Hayatımızın içinde, birçok tanıdığımız insanla karşı karşıya gelmiş, hal hatır sormuşuzdur. Bazen hemen ayaküstü, bazen de oturup muhabbet içinde ‘nasılsın’ diye sorulduğunda otomatikman verilen hazır cevap ‘iyiyim’ olur…

Hiç düşünmeden direkt çıkar ağızdan; ‘iyiyim’ demek ağız alışkanlığı olmuş, ‘pat’ diye söylenir…

Ama insan hep iyi olmuyor, öyle olmayı umuyor, temenni ediyor olsa da…

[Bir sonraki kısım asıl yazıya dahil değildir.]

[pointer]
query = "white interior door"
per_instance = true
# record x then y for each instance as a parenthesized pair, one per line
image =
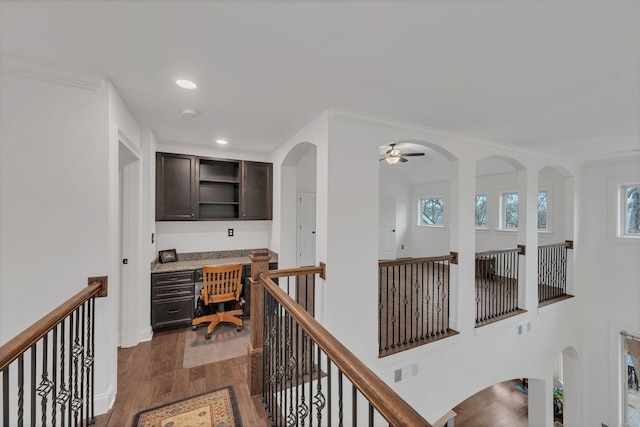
(387, 246)
(130, 189)
(306, 228)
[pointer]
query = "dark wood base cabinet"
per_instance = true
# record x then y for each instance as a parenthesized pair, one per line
(173, 296)
(172, 299)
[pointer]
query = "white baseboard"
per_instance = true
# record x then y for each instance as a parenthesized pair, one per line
(146, 334)
(104, 401)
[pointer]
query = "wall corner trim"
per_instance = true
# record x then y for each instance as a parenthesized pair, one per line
(94, 82)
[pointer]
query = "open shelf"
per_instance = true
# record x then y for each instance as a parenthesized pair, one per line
(215, 192)
(219, 171)
(219, 210)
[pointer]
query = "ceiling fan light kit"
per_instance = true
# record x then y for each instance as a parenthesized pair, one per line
(393, 155)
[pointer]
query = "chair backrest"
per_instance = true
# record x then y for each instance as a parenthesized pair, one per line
(222, 282)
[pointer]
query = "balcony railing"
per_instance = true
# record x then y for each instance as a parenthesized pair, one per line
(497, 284)
(306, 377)
(552, 272)
(413, 303)
(47, 370)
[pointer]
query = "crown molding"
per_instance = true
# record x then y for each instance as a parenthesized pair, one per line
(94, 82)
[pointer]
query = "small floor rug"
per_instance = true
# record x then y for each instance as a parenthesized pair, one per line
(217, 408)
(225, 343)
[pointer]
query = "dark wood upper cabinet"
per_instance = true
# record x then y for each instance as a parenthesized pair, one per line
(175, 187)
(201, 188)
(257, 190)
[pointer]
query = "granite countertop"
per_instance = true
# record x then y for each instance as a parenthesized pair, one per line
(195, 260)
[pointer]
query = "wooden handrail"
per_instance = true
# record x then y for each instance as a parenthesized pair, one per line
(403, 261)
(567, 244)
(22, 342)
(301, 271)
(500, 251)
(382, 397)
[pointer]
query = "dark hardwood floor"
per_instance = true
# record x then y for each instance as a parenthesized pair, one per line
(500, 405)
(151, 374)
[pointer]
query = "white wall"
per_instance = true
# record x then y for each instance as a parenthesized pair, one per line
(608, 281)
(393, 184)
(54, 205)
(351, 247)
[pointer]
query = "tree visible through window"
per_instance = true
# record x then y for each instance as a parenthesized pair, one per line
(510, 210)
(481, 210)
(432, 211)
(632, 209)
(542, 210)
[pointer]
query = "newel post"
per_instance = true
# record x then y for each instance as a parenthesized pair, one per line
(259, 264)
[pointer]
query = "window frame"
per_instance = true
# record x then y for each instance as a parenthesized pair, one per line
(622, 211)
(486, 212)
(549, 221)
(503, 212)
(444, 212)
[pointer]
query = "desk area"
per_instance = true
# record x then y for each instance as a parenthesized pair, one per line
(174, 285)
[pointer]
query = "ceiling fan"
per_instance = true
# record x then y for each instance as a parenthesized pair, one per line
(393, 155)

İlk etapta ‘nasılsın’ ve ‘iyilik, sağlık, ne olsun’ denir ama sohbet biraz derinleştiğinde hiç kimsenin hayatından memnun olmadığını görürsünüz. Kimi işinden, kimi çevresinden kimi okulundan, kimi sağlığından, hatta komple yaşadığı hayattan şikayet edip durur…

‘Bir dokun bin ah işit’ şikayetler, dert yanmalar, yakınmalar, sızlanmalar ardı ardına sıralanır…

Aslında az çok hepimizde var bu memnuniyetsizlikler, şikayet ettiğimiz durumlar. Dünya hali bu, daha da doğrusu imtihan dünyası…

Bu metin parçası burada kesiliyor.